PART FIRST: THE SILVER OF THE MINE
8. CHAPTER EIGHT
(continued)
But not for long. Dona Emilia would be gone "up to the mountain"
in a day or two, and her sleek carriage mules would have an easy
time of it for another long spell. She had watched the erection
of the first frame-house put up on the lower mesa for an office
and Don Pepe's quarters; she heard with a thrill of thankful
emotion the first wagon load of ore rattle down the then only
shoot; she had stood by her husband's side perfectly silent, and
gone cold all over with excitement at the instant when the first
battery of only fifteen stamps was put in motion for the first
time.
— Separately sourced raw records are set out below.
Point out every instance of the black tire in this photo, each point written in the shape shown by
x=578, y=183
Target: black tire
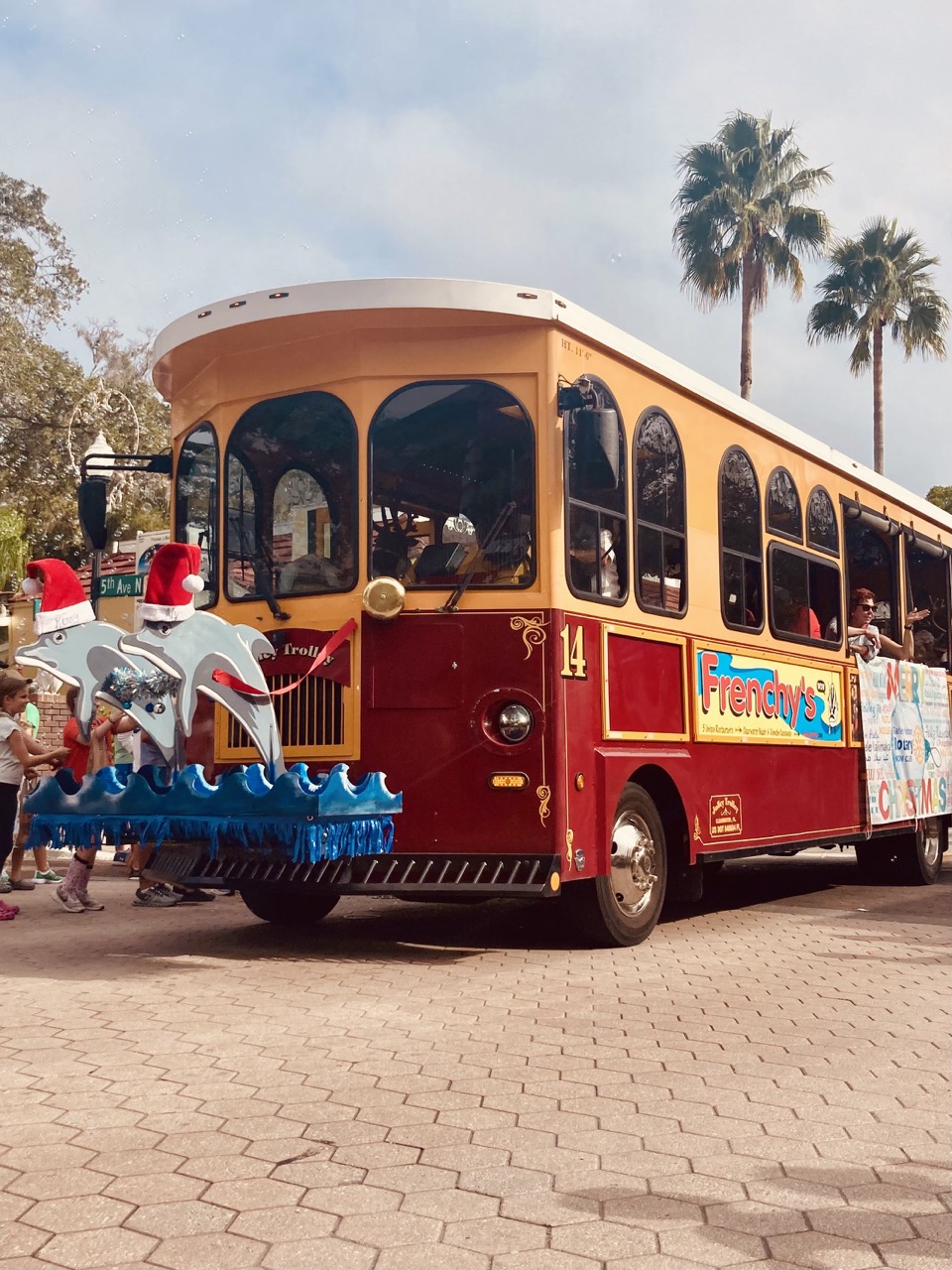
x=911, y=858
x=289, y=907
x=621, y=910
On the occasion when the fires under the first set of
retorts in their shed had glowed far into the night she did not
retire to rest on the rough cadre set up for her in the as yet
bare frame-house till she had seen the first spongy lump of
silver yielded to the hazards of the world by the dark depths of
the Gould Concession; she had laid her unmercenary hands, with an
eagerness that made them tremble, upon the first silver ingot
turned out still warm from the mould; and by her imaginative
estimate of its power she endowed that lump of metal with a
justificative conception, as though it were not a mere fact, but
something far-reaching and impalpable, like the true expression
of an emotion or the emergence of a principle.
Don Pepe, extremely interested, too, looked over her shoulder
with a smile that, making longitudinal folds on his face, caused
it to resemble a leathern mask with a benignantly diabolic
expression.
"Would not the muchachos of Hernandez like to get hold of this
insignificant object, that looks, por Dios, very much like a
piece of tin?" he remarked, jocularly.